Additional risks (all confirmed by medical journal scientific studies) of bottle feeding include: a 50% increased risk of neurological dysfunction, lower levels of cognitive development, higher rates of hospitalization, gastrointestinal illness, and respiratory infections, a 17-fold increased risk of being hospitalized for pneumonia, a 25-30% risk of asthma and later-life allergic disorders, increased rates of cardiovascular disease and over a 50% increased rate of insulin dependent diabetes mellitus.

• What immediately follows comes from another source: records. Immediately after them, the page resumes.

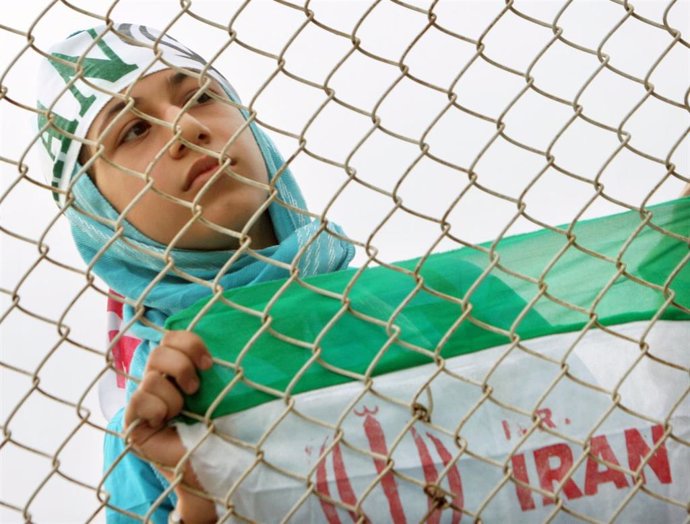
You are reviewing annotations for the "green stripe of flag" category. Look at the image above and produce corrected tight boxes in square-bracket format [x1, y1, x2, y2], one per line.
[166, 198, 690, 417]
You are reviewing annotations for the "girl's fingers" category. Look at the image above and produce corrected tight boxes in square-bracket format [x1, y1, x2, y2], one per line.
[149, 346, 199, 394]
[125, 372, 184, 429]
[161, 331, 213, 369]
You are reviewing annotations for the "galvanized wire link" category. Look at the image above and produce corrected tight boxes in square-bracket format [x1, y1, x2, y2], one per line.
[0, 0, 690, 522]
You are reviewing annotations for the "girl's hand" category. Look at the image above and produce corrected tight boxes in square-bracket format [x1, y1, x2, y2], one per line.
[125, 331, 216, 524]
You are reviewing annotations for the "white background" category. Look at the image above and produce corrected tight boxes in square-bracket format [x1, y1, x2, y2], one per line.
[0, 0, 690, 522]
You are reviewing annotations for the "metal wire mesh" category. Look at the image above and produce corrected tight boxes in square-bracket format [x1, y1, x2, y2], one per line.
[0, 0, 690, 522]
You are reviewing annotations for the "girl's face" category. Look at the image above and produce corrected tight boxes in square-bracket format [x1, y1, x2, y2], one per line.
[87, 69, 276, 250]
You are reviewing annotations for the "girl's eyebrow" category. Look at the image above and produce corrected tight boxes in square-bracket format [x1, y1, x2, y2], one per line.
[97, 71, 202, 140]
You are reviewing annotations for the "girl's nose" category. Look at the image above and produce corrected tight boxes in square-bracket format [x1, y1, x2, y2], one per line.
[165, 106, 211, 158]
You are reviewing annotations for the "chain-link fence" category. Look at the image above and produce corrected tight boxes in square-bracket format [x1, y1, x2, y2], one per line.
[0, 0, 690, 523]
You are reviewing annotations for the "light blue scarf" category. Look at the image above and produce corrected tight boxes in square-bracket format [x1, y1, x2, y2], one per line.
[38, 24, 354, 384]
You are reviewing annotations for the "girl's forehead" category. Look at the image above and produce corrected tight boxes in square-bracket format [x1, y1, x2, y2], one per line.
[87, 68, 230, 138]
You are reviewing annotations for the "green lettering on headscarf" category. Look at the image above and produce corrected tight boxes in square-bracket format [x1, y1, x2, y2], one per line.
[50, 29, 138, 116]
[38, 102, 79, 199]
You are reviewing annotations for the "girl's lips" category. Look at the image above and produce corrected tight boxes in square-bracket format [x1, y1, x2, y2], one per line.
[184, 156, 236, 191]
[184, 156, 220, 191]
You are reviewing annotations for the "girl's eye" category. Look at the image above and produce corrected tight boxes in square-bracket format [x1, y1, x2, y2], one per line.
[121, 120, 151, 143]
[190, 92, 213, 104]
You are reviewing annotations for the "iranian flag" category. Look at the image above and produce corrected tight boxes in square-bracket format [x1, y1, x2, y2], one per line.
[167, 198, 690, 523]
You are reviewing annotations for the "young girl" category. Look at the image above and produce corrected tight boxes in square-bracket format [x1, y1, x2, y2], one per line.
[39, 24, 353, 522]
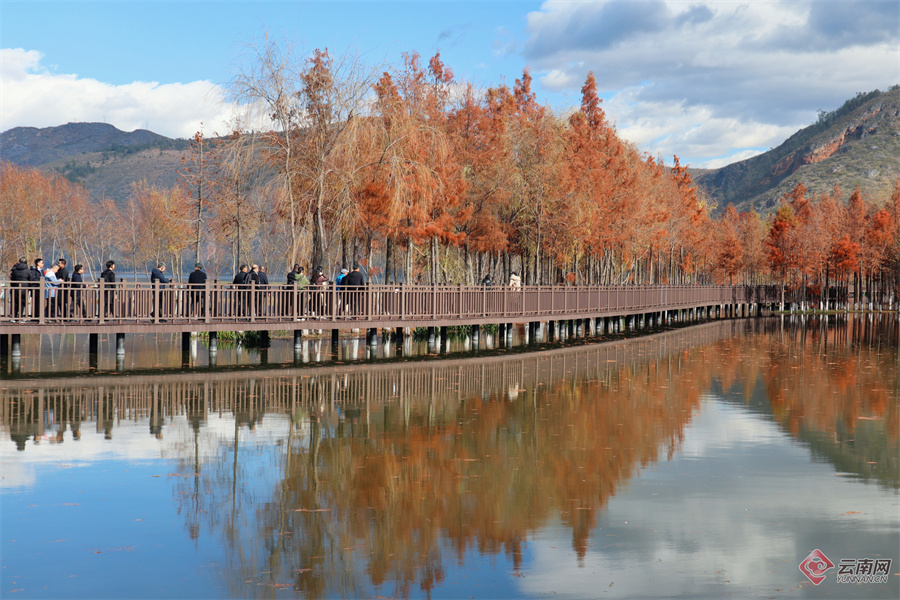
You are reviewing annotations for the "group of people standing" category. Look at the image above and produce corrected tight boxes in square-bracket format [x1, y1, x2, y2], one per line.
[286, 264, 366, 317]
[10, 257, 522, 320]
[481, 271, 522, 290]
[9, 256, 86, 320]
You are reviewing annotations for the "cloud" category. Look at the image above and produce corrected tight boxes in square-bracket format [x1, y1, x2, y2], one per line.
[0, 48, 232, 137]
[522, 0, 900, 161]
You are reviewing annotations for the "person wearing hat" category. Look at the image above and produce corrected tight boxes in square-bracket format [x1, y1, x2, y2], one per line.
[344, 265, 366, 316]
[188, 263, 206, 316]
[334, 267, 350, 289]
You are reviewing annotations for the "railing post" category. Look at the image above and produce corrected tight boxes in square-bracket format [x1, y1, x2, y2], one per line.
[331, 280, 338, 321]
[250, 281, 256, 323]
[152, 281, 159, 323]
[35, 277, 49, 325]
[97, 279, 106, 325]
[503, 285, 509, 317]
[202, 280, 212, 323]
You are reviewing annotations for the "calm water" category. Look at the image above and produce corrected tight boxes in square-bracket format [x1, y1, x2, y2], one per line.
[0, 317, 900, 598]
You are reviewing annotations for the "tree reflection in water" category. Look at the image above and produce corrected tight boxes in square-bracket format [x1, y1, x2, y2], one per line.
[2, 316, 900, 598]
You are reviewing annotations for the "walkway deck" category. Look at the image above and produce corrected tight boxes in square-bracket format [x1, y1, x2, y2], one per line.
[0, 282, 780, 335]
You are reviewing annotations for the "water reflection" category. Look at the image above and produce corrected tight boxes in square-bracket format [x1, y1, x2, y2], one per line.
[0, 318, 900, 597]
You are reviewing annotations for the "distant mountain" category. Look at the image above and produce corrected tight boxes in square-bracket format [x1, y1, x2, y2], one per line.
[0, 123, 190, 202]
[692, 86, 900, 213]
[0, 123, 185, 167]
[0, 95, 900, 213]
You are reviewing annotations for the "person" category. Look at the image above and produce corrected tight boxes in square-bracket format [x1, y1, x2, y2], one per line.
[285, 263, 303, 314]
[334, 267, 350, 289]
[43, 264, 62, 319]
[188, 263, 207, 317]
[297, 267, 309, 288]
[254, 265, 269, 315]
[343, 264, 366, 316]
[28, 258, 44, 287]
[150, 263, 172, 317]
[97, 260, 116, 317]
[309, 266, 328, 317]
[334, 267, 350, 312]
[9, 256, 31, 319]
[56, 258, 71, 281]
[231, 264, 250, 316]
[56, 257, 72, 317]
[150, 263, 172, 283]
[70, 265, 87, 319]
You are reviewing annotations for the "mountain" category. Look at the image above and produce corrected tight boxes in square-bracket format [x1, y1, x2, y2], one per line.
[0, 86, 900, 213]
[0, 123, 190, 202]
[0, 123, 184, 167]
[692, 86, 900, 213]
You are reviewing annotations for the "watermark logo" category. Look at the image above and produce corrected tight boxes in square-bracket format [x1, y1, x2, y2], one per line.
[837, 558, 893, 583]
[800, 548, 834, 585]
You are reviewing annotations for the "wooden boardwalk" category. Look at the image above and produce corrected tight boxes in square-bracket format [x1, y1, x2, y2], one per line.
[0, 281, 781, 360]
[0, 282, 779, 334]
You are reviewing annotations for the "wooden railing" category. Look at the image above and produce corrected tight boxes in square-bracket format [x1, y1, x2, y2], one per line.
[0, 281, 781, 330]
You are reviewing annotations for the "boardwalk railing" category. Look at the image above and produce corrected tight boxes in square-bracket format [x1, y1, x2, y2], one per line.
[0, 281, 781, 330]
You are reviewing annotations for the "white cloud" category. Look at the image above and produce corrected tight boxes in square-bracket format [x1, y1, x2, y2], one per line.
[0, 48, 232, 137]
[524, 0, 900, 166]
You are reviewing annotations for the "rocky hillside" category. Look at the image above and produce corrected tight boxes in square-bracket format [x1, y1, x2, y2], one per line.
[0, 123, 189, 202]
[0, 86, 900, 213]
[694, 86, 900, 212]
[0, 123, 184, 167]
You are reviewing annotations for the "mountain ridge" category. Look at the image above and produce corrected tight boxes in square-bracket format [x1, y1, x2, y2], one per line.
[0, 86, 900, 213]
[694, 86, 900, 213]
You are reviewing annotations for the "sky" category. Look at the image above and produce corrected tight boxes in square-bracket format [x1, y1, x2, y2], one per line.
[0, 0, 900, 167]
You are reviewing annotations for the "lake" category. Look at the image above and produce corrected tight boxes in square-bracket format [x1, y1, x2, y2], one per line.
[0, 314, 900, 599]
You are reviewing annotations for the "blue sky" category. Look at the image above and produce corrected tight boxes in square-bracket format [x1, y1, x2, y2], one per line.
[0, 0, 900, 166]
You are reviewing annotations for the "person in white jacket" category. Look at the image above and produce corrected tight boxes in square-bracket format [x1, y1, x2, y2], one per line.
[43, 264, 62, 318]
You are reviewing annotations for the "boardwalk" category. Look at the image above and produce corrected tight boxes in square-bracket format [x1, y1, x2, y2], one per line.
[0, 282, 780, 358]
[0, 282, 779, 334]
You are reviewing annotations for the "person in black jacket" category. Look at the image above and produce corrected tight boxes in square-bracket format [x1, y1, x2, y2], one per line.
[98, 260, 116, 318]
[9, 256, 31, 319]
[150, 263, 172, 317]
[188, 263, 207, 317]
[253, 265, 269, 316]
[341, 265, 366, 316]
[231, 265, 250, 316]
[56, 258, 71, 317]
[70, 265, 87, 319]
[28, 258, 44, 287]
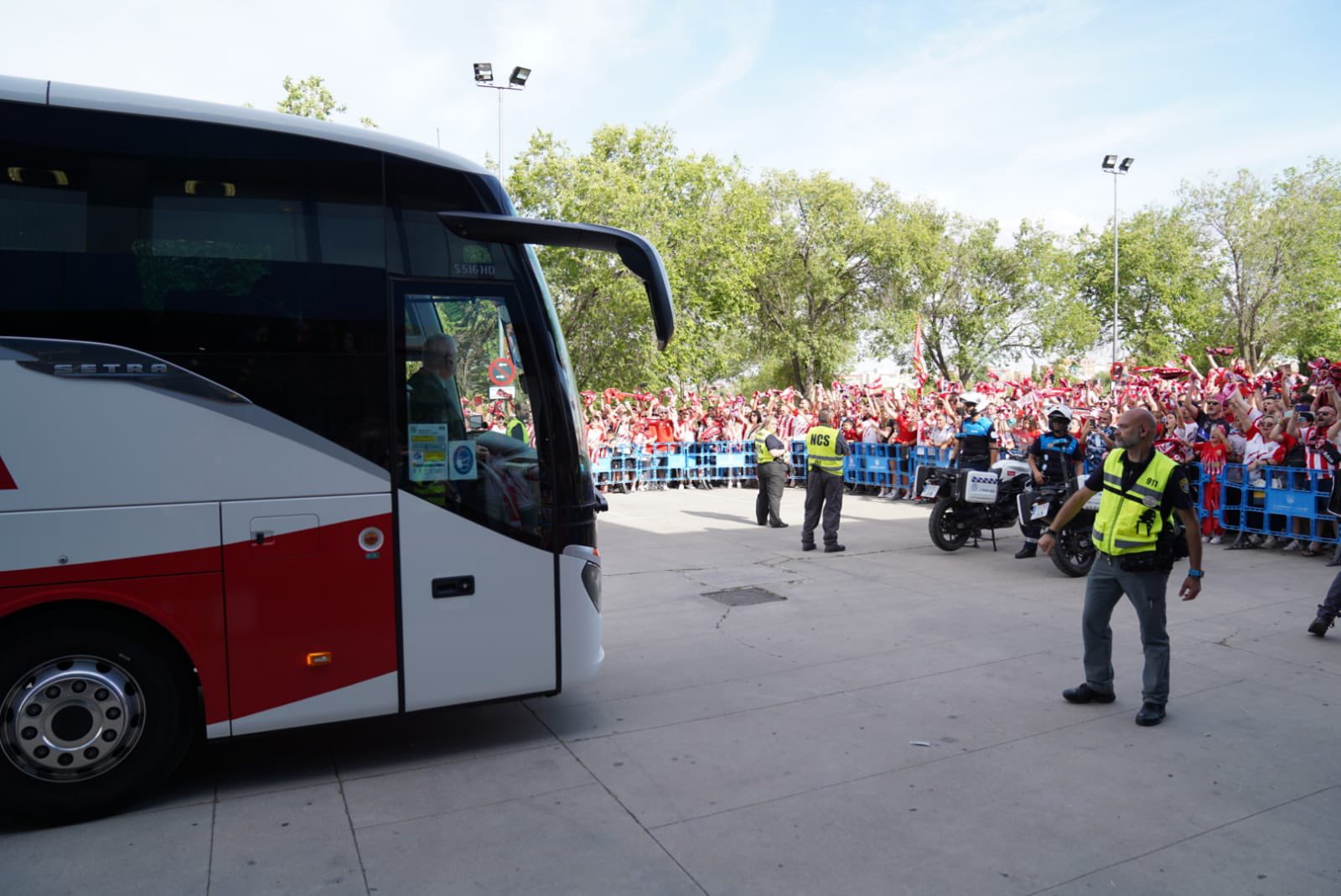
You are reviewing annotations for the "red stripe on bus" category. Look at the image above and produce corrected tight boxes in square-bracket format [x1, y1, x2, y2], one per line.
[0, 547, 221, 588]
[224, 514, 397, 719]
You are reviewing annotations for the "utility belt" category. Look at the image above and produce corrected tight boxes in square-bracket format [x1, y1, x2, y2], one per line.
[1100, 552, 1173, 572]
[1100, 525, 1187, 572]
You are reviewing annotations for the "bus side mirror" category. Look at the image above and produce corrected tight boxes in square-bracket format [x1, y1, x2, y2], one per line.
[438, 212, 675, 351]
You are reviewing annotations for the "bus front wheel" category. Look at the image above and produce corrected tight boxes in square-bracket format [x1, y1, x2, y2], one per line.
[0, 617, 194, 822]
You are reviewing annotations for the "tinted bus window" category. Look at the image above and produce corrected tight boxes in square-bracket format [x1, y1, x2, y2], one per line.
[386, 157, 515, 280]
[0, 105, 391, 467]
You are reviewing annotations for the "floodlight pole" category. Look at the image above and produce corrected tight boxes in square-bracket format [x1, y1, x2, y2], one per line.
[1102, 154, 1136, 365]
[1110, 171, 1117, 364]
[474, 69, 531, 184]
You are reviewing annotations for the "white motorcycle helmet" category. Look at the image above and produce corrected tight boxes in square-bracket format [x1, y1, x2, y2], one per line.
[959, 391, 991, 413]
[1048, 405, 1075, 431]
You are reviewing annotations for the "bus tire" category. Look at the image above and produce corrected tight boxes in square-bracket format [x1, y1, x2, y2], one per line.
[0, 616, 197, 824]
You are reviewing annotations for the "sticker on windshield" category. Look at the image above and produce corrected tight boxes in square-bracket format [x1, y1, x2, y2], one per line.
[447, 438, 478, 482]
[409, 422, 447, 483]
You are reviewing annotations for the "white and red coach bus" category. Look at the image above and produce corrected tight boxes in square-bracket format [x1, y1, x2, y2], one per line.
[0, 78, 675, 818]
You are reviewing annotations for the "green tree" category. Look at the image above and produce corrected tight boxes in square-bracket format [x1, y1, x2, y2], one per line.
[508, 126, 764, 387]
[1182, 158, 1341, 367]
[1073, 208, 1225, 365]
[753, 172, 900, 387]
[275, 75, 377, 127]
[876, 201, 1098, 382]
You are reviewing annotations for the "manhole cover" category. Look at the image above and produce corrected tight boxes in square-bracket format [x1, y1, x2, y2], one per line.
[704, 588, 787, 606]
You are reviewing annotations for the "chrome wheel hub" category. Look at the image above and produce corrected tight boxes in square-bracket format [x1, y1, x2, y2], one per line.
[0, 656, 145, 780]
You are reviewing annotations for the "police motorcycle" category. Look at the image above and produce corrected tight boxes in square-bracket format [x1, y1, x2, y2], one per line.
[1015, 405, 1100, 578]
[1019, 476, 1100, 578]
[914, 391, 1030, 552]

This is not to mention the fact that "100% complete" infant formulas aren't. There are many nutritional problems I have mentioned previously (see Further Reading below), such as vitamin, mineral and, most importantly, essential fatty acid imbalances.  Such inadequacy is to be expected since our knowledge of nutrition is inadequate, not "100% complete."   

Nestlé was particularly aggressive with their marketing of infant formulas through gigantic giveaways (getting them "hooked"), medical promotions, "education," and bribes. They were boycotted worldwide in 1977 due to these unethical practices.

The World Health Organization (WHO), as a reaction to the carnage, drafted The International Code of Marketing of Breast Milk Substitutes. Good for them.

They are a giant step ahead of the pet food regulatory agencies that not only nod to exclusively fed "100% complete" pet foods, but practically mandate them.

The analogy is practically perfect. Singularly fed processed pet foods are just as synthetic and just as disastrous.

So I will follow the following WHO International Code of Marketing of Breast Milk Substitutes with an analogous pet food code that would truly make a difference in pet health.     

    WHO Code:

   1.  No advertising of breast milk substitutes.
   2.  No free samples to mothers.
   3.  No promotion of products through health care facilities.
   4. No company mother craft nurses to advise mothers. 
   5. No gifts or personal samples to health workers.
   6. No words or pictures idealizing artificial feeding, including pictures of infants, on the labels of the products.
   7. Information to health workers should be scientific and factual.
   8. All information on artificial feeding, including the labels, should explain the benefits of breast-feeding and the costs and    hazards associated with artificial feeding.
   9. Unsuitable products, such as sweetened condensed milk, should not be promoted for babies.

   Here would be the analogous processed pet food code:

   1. No advertising of exclusively fed processed pet foods (EFPPF).
   2. No free samples of EFPPF to pet owners.     
   3. No promotion of EFPPF through veterinary clinics.    
   4. No EFPPF company sales people to advise pet owners.     
   5. No gifts or personal samples of EFPPF to veterinarians, staff, or veterinary colleges to induce them to indoctrinate clients.   
   6. No words or pictures idealizing EFPPF, or pictures of animals on the products.
   7. Information to veterinarians should be factual and scientific.     
   8. All information on EFPPFs, including labels, should explain the benefits of fresh, raw, natural feeding and the costs and hazards of artificial EFPPF feeding.     
   9. Unsuitable products containing predominantly food fractions and additives should not be promoted for animals.  

Addendum: In spite of the WHO's Code, one to two million children around the world lose their lives each year due to artificial feeding. (I would argue the same sort of numbers proportionally apply to pets.) Violators of the code include Nestlé, Gerber, Mead Johnson, Wyeth and others. Literature from these companies promotes artificial feeding without recognizing breastfeeding as the optimal form of nutrition for infants (Note that virtually every pet food manufacturer does the same exact thing vis a vis pet food.) and even suggests that breastfeeding may transmit HIV. Even if there were an increased risk of HIV, the dangers and increased mortality from bottle feeding far outdistance this. Manufacturers promoting the HIV scare don't tell you this flip side.  (See Townsend Letter, 2002; 222:99-100 and Mothering, 2001; 108.)